It’s everywhere lately, and it’s only going to become more prominent: politics. In this big political year, the men — and women — of Washington are doing what they can to inform the people. But those people also include children. Now children’s books written by the wives of the politically powerful men in Washington, D.C. are all the rage, the newest political trend.

According to this article by The New York Times, former Vice President Joseph Biden’s wife, Jill, is publishing Don’t Forget, God Bless Our Troops under Simon & Schuster. The profits from her book will go toward charities for military families.

But Jill Biden isn’t the first to touch on this seemingly strange, but actually brilliant form of political campaigning. Laura Bush and Hilary Clinton have both written children’s books. So have Callista Gingrich, Lynne Cheney, and Carole Geithner, Timothy Geithner’s wife.
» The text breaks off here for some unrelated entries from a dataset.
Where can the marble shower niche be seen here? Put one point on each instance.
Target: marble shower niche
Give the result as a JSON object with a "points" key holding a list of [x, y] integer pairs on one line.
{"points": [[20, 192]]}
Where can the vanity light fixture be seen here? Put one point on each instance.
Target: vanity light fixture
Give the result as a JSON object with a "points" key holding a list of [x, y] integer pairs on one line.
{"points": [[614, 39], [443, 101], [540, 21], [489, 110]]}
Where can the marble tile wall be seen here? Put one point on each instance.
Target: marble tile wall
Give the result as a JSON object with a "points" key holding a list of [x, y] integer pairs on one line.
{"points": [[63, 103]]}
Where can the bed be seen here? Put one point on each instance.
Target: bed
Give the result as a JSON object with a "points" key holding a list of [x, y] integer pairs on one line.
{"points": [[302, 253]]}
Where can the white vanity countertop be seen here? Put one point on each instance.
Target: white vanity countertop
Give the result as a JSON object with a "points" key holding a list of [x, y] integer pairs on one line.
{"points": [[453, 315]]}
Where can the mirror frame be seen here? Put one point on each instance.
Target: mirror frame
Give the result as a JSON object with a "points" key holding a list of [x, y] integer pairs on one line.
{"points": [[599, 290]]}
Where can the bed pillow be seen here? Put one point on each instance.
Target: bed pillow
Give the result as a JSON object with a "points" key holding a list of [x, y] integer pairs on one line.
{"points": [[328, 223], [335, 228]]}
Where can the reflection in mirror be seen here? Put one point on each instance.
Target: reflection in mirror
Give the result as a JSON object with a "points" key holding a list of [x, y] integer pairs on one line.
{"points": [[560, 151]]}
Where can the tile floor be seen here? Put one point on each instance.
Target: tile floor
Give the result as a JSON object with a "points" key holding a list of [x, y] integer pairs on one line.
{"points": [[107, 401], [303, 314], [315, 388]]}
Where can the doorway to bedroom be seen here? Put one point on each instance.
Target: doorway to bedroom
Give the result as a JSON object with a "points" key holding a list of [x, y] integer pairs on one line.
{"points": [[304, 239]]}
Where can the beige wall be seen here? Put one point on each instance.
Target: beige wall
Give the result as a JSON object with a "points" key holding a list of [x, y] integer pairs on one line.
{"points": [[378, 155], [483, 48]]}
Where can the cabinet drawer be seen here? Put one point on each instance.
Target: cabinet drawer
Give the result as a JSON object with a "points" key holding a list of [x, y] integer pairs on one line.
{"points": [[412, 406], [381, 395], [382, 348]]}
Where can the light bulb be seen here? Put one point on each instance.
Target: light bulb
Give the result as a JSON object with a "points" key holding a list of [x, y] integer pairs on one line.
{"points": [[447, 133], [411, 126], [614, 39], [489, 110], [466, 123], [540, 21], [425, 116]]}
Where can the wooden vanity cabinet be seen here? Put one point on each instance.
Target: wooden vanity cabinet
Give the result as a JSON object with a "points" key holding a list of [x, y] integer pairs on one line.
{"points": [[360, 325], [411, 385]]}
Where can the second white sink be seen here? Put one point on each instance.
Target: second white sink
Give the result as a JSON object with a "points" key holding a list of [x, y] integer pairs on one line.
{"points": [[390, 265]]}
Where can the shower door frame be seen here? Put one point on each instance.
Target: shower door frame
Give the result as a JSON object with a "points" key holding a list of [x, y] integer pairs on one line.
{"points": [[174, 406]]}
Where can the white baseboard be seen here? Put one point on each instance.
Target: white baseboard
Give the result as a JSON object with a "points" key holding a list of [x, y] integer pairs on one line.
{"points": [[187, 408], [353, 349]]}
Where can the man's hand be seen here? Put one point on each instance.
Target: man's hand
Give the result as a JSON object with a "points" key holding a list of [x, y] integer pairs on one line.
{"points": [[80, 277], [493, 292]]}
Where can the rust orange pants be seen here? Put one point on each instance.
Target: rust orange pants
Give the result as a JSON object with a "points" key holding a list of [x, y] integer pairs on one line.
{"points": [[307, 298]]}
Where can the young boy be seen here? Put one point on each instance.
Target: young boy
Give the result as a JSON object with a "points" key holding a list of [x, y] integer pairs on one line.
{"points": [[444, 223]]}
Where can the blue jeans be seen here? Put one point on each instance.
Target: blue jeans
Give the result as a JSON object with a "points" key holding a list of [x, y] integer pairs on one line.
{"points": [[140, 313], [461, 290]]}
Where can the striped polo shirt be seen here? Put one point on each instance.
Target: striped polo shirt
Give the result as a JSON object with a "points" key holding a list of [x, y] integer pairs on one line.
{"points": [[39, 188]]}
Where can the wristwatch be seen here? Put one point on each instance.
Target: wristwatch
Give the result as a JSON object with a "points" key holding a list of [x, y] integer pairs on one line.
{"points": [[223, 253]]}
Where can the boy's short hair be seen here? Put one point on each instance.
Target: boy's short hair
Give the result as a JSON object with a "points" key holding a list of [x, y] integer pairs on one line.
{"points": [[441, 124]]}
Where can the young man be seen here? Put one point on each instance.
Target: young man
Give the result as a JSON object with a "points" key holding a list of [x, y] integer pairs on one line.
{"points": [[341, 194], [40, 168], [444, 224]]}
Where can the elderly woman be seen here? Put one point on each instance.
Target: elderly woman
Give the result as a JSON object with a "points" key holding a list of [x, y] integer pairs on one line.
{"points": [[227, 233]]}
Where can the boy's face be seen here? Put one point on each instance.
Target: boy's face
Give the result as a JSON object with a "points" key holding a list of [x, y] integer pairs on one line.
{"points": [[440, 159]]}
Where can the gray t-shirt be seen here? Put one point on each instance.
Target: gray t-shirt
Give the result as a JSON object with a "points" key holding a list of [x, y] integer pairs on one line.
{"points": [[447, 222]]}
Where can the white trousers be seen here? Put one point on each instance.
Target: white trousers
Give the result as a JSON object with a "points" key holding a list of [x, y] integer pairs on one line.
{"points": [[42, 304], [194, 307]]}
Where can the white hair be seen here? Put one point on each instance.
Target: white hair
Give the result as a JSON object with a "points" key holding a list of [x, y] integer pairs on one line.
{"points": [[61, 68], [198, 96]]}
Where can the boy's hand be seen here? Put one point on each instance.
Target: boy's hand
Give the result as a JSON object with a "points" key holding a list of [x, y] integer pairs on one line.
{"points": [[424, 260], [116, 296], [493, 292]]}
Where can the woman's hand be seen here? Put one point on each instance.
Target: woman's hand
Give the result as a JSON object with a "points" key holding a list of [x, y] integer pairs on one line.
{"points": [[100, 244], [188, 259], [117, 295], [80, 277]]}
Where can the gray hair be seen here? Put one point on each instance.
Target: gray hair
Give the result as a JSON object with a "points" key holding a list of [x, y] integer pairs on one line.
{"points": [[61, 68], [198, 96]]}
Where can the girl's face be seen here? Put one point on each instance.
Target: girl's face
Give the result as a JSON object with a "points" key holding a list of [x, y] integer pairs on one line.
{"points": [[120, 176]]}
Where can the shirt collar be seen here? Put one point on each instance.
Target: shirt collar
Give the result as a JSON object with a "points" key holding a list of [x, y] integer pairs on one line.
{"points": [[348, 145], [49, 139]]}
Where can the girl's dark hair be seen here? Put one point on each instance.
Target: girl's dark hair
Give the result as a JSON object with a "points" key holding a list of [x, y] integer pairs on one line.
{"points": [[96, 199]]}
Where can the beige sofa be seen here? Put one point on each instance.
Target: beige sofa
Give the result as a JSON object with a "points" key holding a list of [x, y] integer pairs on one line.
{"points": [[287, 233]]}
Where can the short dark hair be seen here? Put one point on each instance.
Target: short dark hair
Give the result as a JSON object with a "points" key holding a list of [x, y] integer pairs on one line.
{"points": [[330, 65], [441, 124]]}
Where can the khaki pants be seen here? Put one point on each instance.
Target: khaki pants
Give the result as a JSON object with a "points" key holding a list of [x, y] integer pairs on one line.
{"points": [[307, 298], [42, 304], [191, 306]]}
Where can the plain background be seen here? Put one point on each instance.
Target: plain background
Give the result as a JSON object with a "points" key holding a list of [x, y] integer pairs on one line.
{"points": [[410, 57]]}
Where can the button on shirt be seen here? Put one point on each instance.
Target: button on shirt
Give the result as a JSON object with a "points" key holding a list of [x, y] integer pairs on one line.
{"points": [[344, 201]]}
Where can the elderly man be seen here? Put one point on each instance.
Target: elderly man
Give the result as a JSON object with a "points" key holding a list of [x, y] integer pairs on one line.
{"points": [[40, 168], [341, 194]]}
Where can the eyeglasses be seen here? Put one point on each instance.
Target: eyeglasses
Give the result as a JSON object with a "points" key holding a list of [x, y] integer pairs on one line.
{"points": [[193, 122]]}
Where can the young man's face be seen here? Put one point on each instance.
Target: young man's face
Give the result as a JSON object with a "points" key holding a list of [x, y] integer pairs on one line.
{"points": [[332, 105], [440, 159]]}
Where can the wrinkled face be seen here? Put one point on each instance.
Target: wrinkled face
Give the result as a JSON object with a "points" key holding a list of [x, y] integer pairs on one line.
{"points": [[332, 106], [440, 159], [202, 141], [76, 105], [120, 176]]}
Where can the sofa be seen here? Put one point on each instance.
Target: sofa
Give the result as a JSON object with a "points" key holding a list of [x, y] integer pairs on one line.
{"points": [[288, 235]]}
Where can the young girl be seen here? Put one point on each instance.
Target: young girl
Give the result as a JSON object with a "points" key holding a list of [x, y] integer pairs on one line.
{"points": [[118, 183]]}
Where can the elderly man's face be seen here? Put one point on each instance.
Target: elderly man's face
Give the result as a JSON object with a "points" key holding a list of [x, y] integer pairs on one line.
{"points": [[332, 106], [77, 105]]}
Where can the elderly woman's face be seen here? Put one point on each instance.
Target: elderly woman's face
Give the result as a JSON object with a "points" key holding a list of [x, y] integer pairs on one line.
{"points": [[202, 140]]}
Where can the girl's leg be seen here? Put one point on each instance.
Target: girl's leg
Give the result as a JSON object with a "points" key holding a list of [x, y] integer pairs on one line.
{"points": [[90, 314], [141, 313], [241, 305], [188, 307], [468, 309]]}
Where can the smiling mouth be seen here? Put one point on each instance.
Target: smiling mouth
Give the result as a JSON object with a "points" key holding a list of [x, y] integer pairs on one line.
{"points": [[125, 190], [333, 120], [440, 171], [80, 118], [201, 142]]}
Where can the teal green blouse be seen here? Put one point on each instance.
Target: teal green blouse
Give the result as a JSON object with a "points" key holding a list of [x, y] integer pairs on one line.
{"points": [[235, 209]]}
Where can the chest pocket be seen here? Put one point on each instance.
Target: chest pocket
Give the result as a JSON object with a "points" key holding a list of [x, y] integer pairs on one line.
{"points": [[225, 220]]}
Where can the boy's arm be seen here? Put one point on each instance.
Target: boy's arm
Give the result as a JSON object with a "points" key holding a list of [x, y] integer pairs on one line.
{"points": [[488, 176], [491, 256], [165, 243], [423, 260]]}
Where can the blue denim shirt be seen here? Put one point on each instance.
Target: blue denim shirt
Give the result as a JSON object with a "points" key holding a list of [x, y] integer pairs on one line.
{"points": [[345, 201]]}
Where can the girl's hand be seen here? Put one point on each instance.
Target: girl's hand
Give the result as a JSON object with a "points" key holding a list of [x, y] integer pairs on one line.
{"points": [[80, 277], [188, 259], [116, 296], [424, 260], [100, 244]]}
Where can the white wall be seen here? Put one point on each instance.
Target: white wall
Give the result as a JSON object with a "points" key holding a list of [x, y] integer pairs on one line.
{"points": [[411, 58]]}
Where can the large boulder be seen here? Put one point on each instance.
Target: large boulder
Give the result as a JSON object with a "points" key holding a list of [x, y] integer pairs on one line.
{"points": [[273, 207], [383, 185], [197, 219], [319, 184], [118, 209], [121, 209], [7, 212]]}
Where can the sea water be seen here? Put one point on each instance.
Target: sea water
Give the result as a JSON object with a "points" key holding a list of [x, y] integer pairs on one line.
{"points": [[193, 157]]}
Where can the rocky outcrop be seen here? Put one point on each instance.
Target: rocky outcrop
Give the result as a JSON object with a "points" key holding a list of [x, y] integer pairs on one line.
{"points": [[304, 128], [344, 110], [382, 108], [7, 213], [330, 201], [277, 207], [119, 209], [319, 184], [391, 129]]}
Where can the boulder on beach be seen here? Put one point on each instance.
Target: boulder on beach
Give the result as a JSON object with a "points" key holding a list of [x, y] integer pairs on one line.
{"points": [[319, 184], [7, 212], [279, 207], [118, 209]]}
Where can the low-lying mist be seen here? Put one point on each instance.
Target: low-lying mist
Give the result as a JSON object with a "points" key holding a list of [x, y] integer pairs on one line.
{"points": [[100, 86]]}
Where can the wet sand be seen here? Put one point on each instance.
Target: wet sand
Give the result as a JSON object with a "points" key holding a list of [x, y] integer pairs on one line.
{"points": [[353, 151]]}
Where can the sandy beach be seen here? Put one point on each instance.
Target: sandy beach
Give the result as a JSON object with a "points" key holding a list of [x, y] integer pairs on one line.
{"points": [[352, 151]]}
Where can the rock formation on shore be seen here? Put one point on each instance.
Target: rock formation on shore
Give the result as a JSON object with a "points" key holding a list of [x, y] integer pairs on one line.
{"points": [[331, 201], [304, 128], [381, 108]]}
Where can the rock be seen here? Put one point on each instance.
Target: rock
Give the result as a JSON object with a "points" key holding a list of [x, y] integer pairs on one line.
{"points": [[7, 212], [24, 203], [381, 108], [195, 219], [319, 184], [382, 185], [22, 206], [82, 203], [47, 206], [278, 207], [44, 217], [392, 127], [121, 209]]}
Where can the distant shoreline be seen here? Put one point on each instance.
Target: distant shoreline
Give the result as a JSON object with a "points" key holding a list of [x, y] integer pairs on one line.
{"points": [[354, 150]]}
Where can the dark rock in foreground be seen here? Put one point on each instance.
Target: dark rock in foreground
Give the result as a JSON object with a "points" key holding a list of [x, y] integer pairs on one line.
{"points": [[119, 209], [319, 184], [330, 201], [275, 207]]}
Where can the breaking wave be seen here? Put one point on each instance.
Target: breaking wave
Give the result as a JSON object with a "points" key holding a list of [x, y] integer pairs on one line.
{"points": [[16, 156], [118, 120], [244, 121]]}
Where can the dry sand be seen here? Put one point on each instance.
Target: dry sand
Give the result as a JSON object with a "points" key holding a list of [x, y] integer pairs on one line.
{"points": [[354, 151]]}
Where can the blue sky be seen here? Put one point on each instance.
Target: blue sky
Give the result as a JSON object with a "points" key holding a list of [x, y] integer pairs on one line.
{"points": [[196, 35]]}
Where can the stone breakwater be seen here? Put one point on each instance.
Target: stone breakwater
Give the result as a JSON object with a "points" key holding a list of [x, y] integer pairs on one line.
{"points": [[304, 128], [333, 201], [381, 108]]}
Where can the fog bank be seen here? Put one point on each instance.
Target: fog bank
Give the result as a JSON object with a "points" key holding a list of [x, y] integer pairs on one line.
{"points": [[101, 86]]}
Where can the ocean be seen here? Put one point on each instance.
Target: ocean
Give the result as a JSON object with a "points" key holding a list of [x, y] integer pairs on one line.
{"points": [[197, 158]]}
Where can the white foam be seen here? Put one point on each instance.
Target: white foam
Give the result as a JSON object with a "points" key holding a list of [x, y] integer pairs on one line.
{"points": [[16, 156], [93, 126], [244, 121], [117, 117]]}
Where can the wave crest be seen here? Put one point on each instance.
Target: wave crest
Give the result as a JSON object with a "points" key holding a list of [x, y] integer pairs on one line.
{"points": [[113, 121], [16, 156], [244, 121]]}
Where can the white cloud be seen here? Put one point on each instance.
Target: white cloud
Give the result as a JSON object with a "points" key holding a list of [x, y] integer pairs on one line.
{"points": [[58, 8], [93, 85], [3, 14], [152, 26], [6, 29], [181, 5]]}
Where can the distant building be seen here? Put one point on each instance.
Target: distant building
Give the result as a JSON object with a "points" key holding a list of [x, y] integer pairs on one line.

And for that matter, it’s not just wives who are jumping on the bandwagon; it’s also daughters like Jenna Bush and Caroline Kennedy.

Most of the books have political undertones, which is why this election year, there seem to be more “Washington Wife Children’s Books” than ever. It’s all part of the process as Pamela Paul explains.

“Picture books and books for tweens are always a great way to put complex issues like politics into a context that young children can understand,” [HarperCollins Children’s Books editor-in-chief Kate Jackson] said. “They get the conversation going.” For Washington wives, writing a children’s book has become almost an expected spousal counterpart to the politician’s campaign tract or argument book. “Spouses have one mandatory obligation — ‘First Do No Harm’ — and one optional assignment: provide a positive magnifying force,” Mary Matalin, editor at large for Threshold Editions, a division of Simon & Schuster, and a former member of Dick Cheney’s staff, wrote in an e-mail. “Children’s books fulfill both.”

Not all the books are political — like Carole Geithner’s, for instance. But for those that are, it’s a smart move because it not only teaches children about politics in an understandable way; it also gives children something to talk about with their parents. And that makes those voting adults think even harder about who they’re voting for, and what those people represent.